I remember now why I gave up on the gardening in the first place - possums. These cute fluffy creatures have obviously decided that I am growing them an all you can eat smorgasboard and have been making use of our liberal door policy to make sure they really are getting their money's worth. In short the lettuces, tomatoes and strawberry have fallen as have the rosebuds. One valiant scarlet bloom is still bright against the greenery, and while I remain optimistic, there does surely come a time when you need to lick your wounds and concede defeat. On the tomatoes at least.

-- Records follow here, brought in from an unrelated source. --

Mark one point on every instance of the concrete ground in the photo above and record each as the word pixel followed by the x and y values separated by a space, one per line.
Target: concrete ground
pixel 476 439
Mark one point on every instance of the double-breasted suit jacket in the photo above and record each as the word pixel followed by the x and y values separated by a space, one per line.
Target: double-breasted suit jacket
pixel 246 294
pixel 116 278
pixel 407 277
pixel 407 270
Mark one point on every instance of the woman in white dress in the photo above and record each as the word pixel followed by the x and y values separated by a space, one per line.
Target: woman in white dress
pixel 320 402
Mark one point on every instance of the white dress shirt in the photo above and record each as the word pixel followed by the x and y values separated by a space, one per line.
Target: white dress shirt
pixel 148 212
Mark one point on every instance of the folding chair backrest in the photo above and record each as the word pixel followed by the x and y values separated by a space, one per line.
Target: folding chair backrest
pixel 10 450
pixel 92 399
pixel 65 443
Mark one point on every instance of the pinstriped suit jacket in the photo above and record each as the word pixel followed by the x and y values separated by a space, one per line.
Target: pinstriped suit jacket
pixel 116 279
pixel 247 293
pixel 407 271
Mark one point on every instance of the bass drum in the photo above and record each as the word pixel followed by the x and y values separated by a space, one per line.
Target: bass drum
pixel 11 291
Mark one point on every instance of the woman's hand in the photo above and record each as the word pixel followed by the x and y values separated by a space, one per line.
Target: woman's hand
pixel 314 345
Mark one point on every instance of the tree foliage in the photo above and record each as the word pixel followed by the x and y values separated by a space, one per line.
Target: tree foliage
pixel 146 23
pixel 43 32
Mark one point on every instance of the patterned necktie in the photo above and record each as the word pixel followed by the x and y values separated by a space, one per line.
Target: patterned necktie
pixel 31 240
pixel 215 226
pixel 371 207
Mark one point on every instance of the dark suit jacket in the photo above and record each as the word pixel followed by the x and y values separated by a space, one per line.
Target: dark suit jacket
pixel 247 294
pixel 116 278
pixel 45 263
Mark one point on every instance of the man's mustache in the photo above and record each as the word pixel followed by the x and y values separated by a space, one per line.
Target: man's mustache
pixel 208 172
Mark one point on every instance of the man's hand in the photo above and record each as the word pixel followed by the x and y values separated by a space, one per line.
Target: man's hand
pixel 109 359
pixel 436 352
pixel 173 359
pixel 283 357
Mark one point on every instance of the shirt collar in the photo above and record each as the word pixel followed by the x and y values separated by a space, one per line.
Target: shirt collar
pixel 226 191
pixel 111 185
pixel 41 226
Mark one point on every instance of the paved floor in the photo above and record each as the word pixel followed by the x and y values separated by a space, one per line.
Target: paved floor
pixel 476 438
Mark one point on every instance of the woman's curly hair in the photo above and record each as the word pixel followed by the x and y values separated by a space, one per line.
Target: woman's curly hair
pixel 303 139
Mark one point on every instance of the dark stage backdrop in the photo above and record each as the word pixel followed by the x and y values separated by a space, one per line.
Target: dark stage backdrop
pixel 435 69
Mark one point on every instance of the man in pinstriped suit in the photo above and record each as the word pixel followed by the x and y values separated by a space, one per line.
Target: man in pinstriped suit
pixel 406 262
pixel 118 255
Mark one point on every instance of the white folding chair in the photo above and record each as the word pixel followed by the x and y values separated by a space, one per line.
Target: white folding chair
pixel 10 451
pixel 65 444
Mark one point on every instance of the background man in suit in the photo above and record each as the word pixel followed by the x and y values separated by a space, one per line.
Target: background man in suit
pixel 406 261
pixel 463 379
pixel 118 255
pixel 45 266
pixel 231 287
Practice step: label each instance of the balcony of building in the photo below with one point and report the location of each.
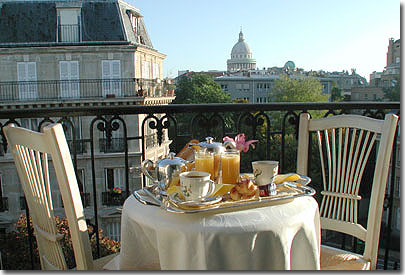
(274, 124)
(80, 90)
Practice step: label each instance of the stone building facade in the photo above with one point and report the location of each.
(241, 56)
(80, 53)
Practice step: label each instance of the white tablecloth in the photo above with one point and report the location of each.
(277, 237)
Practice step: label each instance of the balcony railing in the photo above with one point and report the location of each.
(4, 204)
(112, 199)
(274, 124)
(113, 145)
(69, 33)
(80, 146)
(62, 90)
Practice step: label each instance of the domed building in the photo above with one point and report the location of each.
(241, 56)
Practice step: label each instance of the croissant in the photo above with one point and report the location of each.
(187, 153)
(244, 189)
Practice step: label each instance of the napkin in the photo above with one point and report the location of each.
(220, 190)
(280, 178)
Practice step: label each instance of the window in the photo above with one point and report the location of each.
(81, 180)
(27, 78)
(114, 178)
(68, 25)
(111, 73)
(69, 76)
(134, 22)
(1, 187)
(114, 231)
(31, 124)
(155, 70)
(145, 69)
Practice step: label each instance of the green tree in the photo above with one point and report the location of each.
(287, 89)
(198, 89)
(393, 93)
(15, 249)
(336, 94)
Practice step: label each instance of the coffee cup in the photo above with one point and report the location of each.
(196, 185)
(265, 171)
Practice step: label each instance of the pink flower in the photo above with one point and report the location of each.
(240, 142)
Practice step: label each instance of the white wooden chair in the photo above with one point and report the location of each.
(345, 142)
(30, 151)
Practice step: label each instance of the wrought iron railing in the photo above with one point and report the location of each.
(3, 204)
(274, 124)
(112, 199)
(113, 145)
(69, 33)
(65, 90)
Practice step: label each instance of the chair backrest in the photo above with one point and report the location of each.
(30, 152)
(345, 143)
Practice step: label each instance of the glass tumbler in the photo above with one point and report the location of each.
(204, 162)
(230, 166)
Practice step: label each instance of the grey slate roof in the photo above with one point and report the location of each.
(36, 22)
(27, 22)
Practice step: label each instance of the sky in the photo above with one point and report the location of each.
(198, 35)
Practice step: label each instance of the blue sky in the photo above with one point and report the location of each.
(198, 35)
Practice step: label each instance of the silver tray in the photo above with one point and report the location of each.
(149, 195)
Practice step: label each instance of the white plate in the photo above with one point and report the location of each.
(208, 201)
(304, 180)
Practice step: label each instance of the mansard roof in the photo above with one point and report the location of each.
(35, 22)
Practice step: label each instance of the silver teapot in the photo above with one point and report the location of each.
(162, 172)
(216, 148)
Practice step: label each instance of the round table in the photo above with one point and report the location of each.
(277, 237)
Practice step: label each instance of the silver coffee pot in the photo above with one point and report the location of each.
(162, 172)
(215, 147)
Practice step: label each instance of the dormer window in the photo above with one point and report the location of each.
(134, 23)
(68, 25)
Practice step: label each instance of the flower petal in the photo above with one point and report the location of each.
(228, 138)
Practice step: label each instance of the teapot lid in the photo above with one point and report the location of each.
(172, 160)
(209, 143)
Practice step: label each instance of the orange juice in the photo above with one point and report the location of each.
(217, 158)
(230, 166)
(204, 162)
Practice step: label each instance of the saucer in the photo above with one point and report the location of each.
(204, 202)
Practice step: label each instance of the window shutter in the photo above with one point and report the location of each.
(106, 75)
(74, 77)
(64, 77)
(116, 75)
(21, 71)
(32, 71)
(110, 178)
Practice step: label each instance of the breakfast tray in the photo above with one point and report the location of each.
(286, 192)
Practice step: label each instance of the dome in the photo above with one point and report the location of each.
(241, 49)
(241, 56)
(290, 65)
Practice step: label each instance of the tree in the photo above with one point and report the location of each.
(393, 93)
(336, 95)
(287, 89)
(198, 89)
(14, 245)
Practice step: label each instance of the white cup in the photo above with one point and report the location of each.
(196, 185)
(265, 171)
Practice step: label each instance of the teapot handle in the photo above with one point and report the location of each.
(146, 163)
(229, 144)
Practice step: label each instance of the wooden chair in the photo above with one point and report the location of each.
(30, 152)
(345, 143)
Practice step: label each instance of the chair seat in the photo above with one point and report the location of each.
(338, 259)
(106, 263)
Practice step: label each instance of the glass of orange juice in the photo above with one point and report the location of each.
(204, 162)
(230, 166)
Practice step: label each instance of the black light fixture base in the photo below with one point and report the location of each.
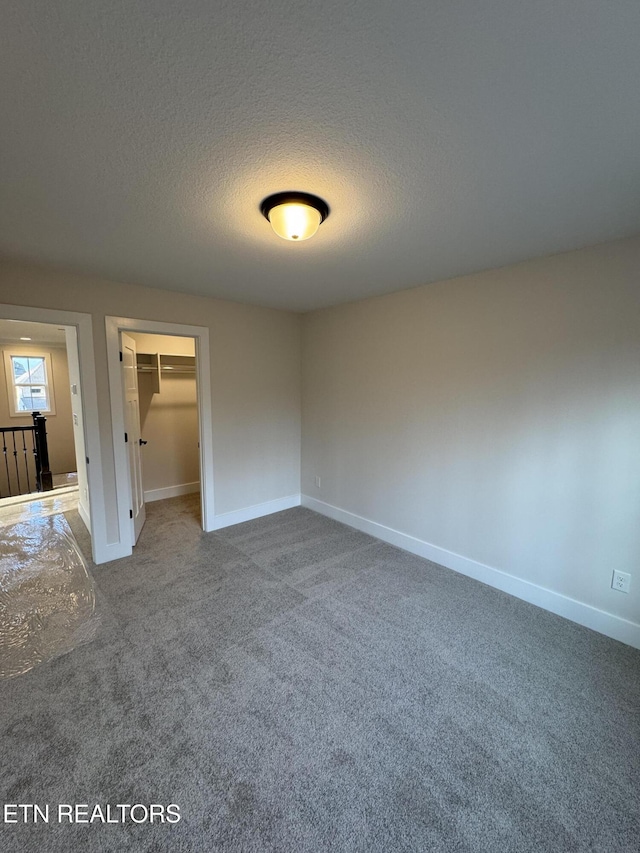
(271, 201)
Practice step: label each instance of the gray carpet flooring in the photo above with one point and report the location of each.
(295, 685)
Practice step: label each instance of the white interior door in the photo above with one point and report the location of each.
(132, 432)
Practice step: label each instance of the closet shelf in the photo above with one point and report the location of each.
(165, 364)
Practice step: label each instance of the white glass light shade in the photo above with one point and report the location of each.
(294, 220)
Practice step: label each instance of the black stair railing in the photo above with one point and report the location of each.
(25, 459)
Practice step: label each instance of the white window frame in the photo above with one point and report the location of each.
(11, 353)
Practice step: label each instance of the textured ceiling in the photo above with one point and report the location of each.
(40, 333)
(447, 136)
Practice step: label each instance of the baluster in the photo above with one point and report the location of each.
(26, 461)
(6, 461)
(15, 462)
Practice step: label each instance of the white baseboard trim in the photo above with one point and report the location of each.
(84, 515)
(227, 519)
(170, 492)
(576, 611)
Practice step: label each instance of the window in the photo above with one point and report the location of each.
(29, 384)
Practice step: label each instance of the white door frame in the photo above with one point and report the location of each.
(83, 324)
(114, 325)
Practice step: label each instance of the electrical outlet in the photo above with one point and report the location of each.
(621, 581)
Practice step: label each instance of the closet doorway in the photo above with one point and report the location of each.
(161, 410)
(161, 419)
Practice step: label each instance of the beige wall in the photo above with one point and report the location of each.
(168, 420)
(496, 416)
(62, 456)
(255, 368)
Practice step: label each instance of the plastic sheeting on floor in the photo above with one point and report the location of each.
(47, 598)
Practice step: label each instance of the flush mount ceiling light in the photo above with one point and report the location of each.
(294, 216)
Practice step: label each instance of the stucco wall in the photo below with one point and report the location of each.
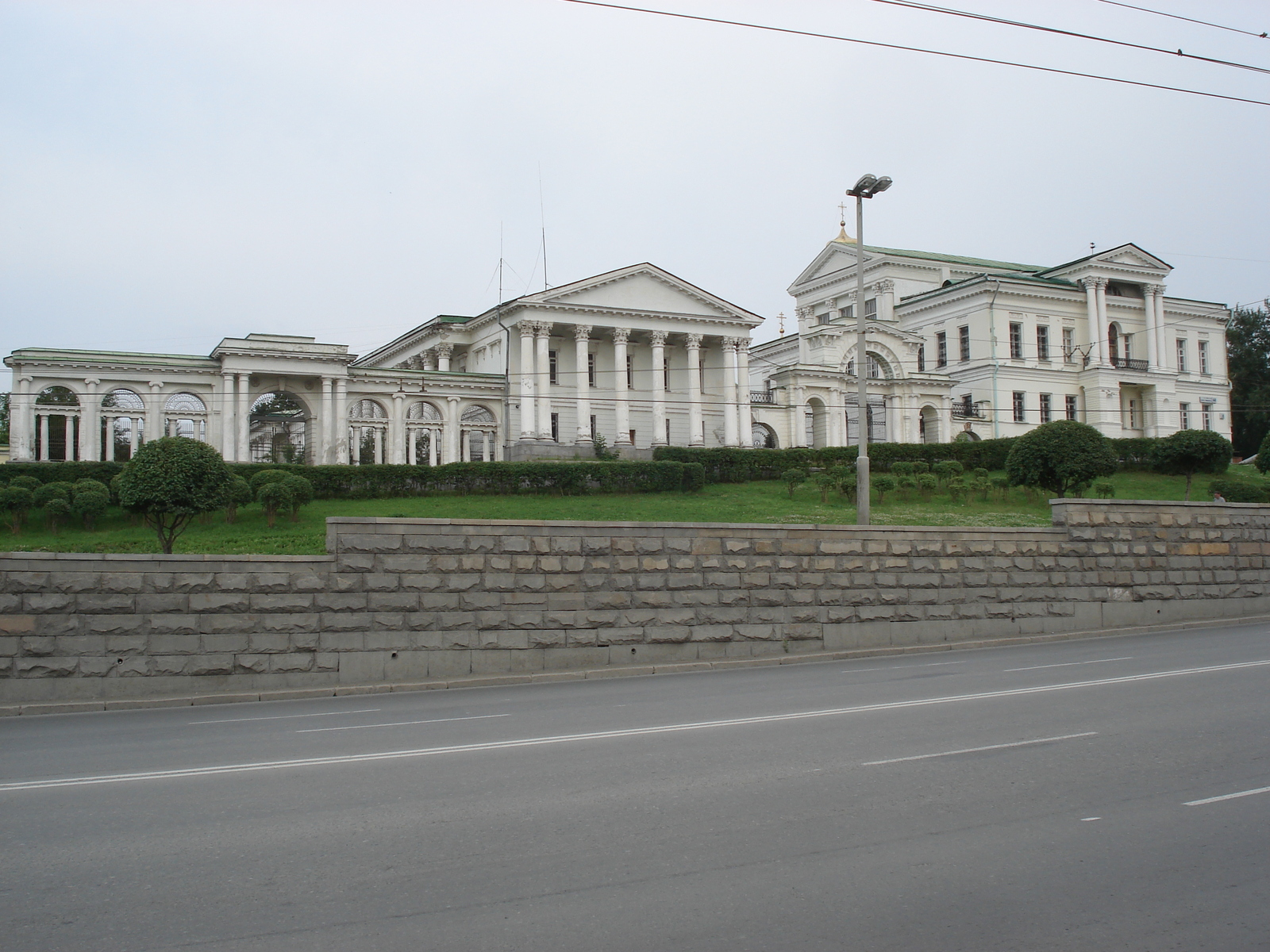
(416, 600)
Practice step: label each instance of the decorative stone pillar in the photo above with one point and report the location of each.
(397, 429)
(581, 355)
(1096, 336)
(622, 408)
(529, 431)
(658, 340)
(692, 344)
(541, 342)
(444, 352)
(451, 427)
(886, 291)
(729, 419)
(328, 420)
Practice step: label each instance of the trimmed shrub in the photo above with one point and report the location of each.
(1060, 456)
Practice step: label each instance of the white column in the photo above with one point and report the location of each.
(529, 431)
(886, 290)
(745, 416)
(243, 419)
(581, 353)
(692, 343)
(324, 442)
(622, 408)
(1103, 319)
(452, 431)
(729, 420)
(543, 362)
(1091, 321)
(658, 340)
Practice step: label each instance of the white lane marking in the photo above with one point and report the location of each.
(972, 750)
(1229, 797)
(283, 717)
(398, 724)
(895, 666)
(1068, 664)
(605, 735)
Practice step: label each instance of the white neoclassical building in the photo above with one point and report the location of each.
(637, 355)
(992, 349)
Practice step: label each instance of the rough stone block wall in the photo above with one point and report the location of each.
(419, 600)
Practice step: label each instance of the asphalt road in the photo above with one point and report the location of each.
(1020, 799)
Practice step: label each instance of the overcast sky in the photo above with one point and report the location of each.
(173, 173)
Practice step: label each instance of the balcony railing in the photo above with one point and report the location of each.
(1130, 363)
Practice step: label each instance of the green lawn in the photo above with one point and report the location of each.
(749, 501)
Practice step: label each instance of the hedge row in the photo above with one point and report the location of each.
(381, 482)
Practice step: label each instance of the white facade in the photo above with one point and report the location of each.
(995, 348)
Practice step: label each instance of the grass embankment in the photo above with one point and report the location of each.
(747, 501)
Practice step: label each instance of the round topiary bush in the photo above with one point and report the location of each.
(1060, 456)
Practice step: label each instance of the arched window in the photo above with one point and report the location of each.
(124, 399)
(279, 422)
(476, 414)
(184, 403)
(368, 410)
(425, 412)
(56, 397)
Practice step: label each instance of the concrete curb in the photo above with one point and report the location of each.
(498, 681)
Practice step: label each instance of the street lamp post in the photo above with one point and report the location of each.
(868, 187)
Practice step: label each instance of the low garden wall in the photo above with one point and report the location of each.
(433, 600)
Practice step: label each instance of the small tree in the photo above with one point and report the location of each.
(1060, 456)
(1187, 452)
(237, 493)
(171, 482)
(16, 503)
(273, 497)
(302, 494)
(883, 484)
(90, 507)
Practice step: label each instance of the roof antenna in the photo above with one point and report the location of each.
(543, 222)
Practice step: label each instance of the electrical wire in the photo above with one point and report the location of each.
(914, 6)
(1176, 17)
(918, 50)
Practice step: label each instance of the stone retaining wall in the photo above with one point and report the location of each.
(417, 600)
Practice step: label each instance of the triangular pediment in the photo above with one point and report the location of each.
(643, 289)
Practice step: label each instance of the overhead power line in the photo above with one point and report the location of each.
(930, 8)
(918, 50)
(1175, 17)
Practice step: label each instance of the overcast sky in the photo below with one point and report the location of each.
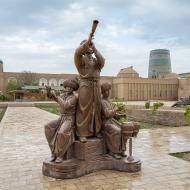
(41, 36)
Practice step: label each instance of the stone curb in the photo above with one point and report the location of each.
(3, 121)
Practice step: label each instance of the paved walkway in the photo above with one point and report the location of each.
(23, 148)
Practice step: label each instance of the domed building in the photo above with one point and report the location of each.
(128, 72)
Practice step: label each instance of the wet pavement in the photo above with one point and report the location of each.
(23, 148)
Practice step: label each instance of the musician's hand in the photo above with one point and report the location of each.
(93, 47)
(53, 93)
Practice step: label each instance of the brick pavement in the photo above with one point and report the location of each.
(23, 148)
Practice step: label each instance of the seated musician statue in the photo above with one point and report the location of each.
(59, 133)
(115, 140)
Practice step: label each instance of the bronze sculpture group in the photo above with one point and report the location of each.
(86, 137)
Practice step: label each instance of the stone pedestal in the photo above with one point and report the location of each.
(88, 157)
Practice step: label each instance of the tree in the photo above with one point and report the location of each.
(12, 85)
(27, 78)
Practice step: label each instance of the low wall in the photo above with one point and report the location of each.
(160, 117)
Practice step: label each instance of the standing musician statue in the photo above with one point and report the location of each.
(85, 137)
(88, 117)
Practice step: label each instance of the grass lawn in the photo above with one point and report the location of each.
(2, 112)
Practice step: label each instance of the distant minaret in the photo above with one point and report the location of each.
(1, 66)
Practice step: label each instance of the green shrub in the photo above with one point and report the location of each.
(157, 105)
(116, 99)
(4, 97)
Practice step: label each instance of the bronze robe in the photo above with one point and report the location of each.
(59, 133)
(88, 117)
(111, 131)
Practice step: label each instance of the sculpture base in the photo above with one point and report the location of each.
(75, 168)
(88, 161)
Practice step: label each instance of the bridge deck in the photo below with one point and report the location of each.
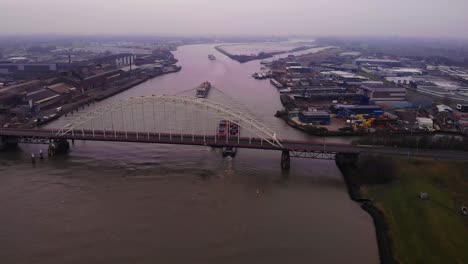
(30, 135)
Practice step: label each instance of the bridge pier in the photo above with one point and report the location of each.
(5, 144)
(285, 160)
(58, 146)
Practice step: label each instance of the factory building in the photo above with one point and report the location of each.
(378, 92)
(315, 117)
(344, 77)
(377, 62)
(27, 68)
(298, 69)
(347, 110)
(117, 60)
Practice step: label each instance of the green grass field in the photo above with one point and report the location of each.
(425, 231)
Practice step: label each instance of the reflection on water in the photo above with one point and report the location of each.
(138, 203)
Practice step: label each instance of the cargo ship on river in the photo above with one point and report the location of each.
(203, 89)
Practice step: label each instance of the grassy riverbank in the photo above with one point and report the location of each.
(421, 231)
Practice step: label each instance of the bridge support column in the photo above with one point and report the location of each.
(285, 160)
(5, 144)
(58, 146)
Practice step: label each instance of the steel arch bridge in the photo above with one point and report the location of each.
(171, 114)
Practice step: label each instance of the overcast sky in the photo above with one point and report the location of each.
(433, 18)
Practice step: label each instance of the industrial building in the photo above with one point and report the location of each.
(27, 68)
(344, 77)
(379, 92)
(315, 117)
(298, 69)
(424, 123)
(347, 110)
(377, 62)
(117, 60)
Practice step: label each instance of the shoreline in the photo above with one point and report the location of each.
(344, 163)
(260, 56)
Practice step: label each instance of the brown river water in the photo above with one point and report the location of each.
(136, 203)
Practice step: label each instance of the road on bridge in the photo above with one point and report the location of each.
(36, 135)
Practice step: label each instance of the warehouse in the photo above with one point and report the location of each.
(380, 93)
(315, 117)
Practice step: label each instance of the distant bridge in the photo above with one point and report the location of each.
(114, 119)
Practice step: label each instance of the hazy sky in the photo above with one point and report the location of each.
(237, 17)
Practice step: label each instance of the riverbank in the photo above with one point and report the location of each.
(410, 229)
(260, 56)
(94, 96)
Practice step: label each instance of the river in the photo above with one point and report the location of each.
(137, 203)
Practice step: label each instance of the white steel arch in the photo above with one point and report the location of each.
(243, 120)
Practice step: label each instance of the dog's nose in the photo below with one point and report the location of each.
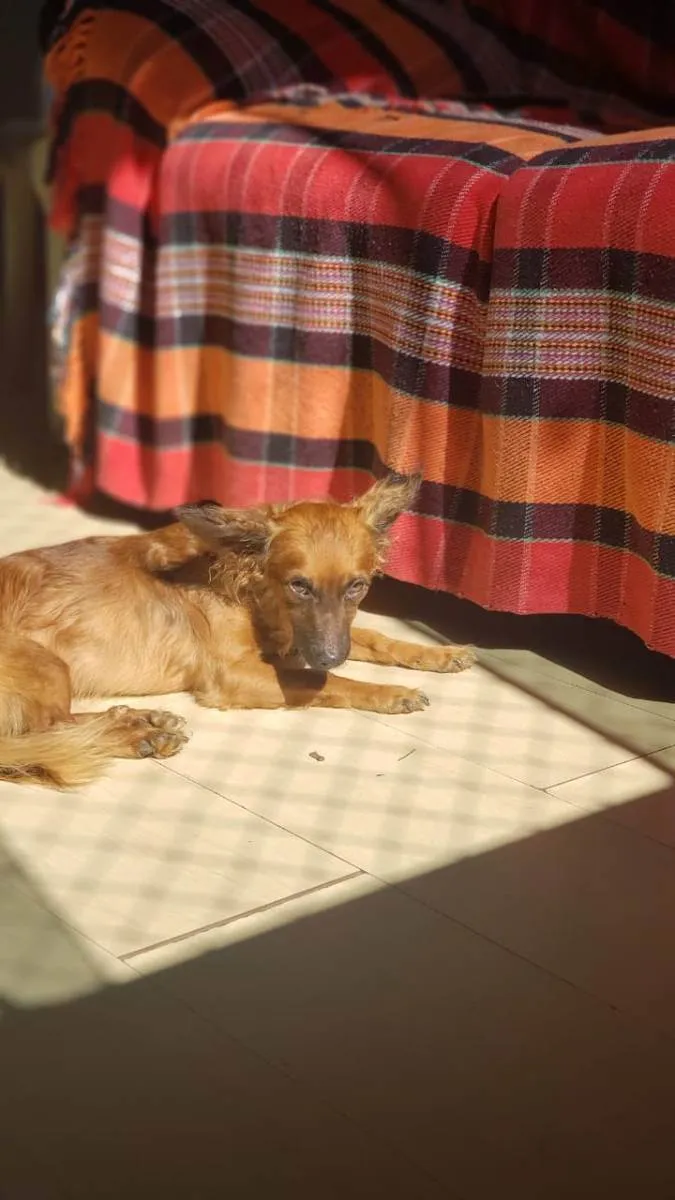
(328, 660)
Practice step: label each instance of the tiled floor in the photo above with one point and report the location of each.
(328, 954)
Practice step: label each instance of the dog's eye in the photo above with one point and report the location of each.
(354, 588)
(300, 587)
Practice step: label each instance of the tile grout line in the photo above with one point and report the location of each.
(240, 916)
(602, 693)
(165, 766)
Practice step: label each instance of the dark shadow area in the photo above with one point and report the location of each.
(592, 647)
(378, 1048)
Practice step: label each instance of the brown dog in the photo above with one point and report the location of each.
(242, 609)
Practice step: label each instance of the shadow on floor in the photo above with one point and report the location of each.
(595, 648)
(377, 1049)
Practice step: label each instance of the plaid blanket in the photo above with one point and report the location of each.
(305, 264)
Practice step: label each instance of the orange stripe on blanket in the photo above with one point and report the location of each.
(549, 462)
(390, 124)
(139, 57)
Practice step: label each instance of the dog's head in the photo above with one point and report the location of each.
(312, 562)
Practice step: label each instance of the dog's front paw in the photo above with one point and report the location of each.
(402, 700)
(452, 659)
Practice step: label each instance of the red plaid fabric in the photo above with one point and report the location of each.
(279, 293)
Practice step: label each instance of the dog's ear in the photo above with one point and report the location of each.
(248, 531)
(386, 501)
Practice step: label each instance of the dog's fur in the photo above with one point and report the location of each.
(242, 609)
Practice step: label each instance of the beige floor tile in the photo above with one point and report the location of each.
(42, 960)
(129, 1093)
(530, 667)
(491, 1074)
(252, 925)
(550, 681)
(378, 799)
(144, 856)
(494, 721)
(639, 795)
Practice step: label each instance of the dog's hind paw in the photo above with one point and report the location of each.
(147, 732)
(402, 700)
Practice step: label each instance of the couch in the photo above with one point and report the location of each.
(315, 240)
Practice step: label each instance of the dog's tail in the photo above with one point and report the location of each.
(65, 756)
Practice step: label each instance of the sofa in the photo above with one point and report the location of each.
(312, 241)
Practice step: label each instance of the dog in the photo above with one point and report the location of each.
(239, 607)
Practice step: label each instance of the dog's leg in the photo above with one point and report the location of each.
(136, 732)
(369, 646)
(262, 685)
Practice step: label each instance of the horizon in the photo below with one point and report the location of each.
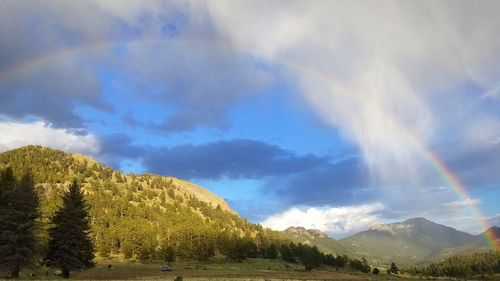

I have only 3 weeks to go now until this rotation is over and as much as the swoon-worthy letdown inducing (healthy!) newborns that I was examining on Thursday melted me the rest is hard. Not the good thought provoking hard but the bad hard - lots of work, grinding away at the study, and the kids themselves; beautiful, joyful kids with truly shiteous illnesses and injuries. Chatting away to a clever and articulate 8 year old with the most stunning blue eyes and the loveliest most attentive parents and knowing that they all know that she is living on borrowed time. The complete unfairness of having such a beautiful soul and mind trapped inside a body that just doesn't work. When I think of all the narrowminded, ignorant, spiteful people in the world with perfect bodies that they fill with chemicals and smoke it just makes me want to weep.
I want to do a post on the Monkey and the Elfling but I wanted to do the whinging separately. They are truly the golden lights that keep me going.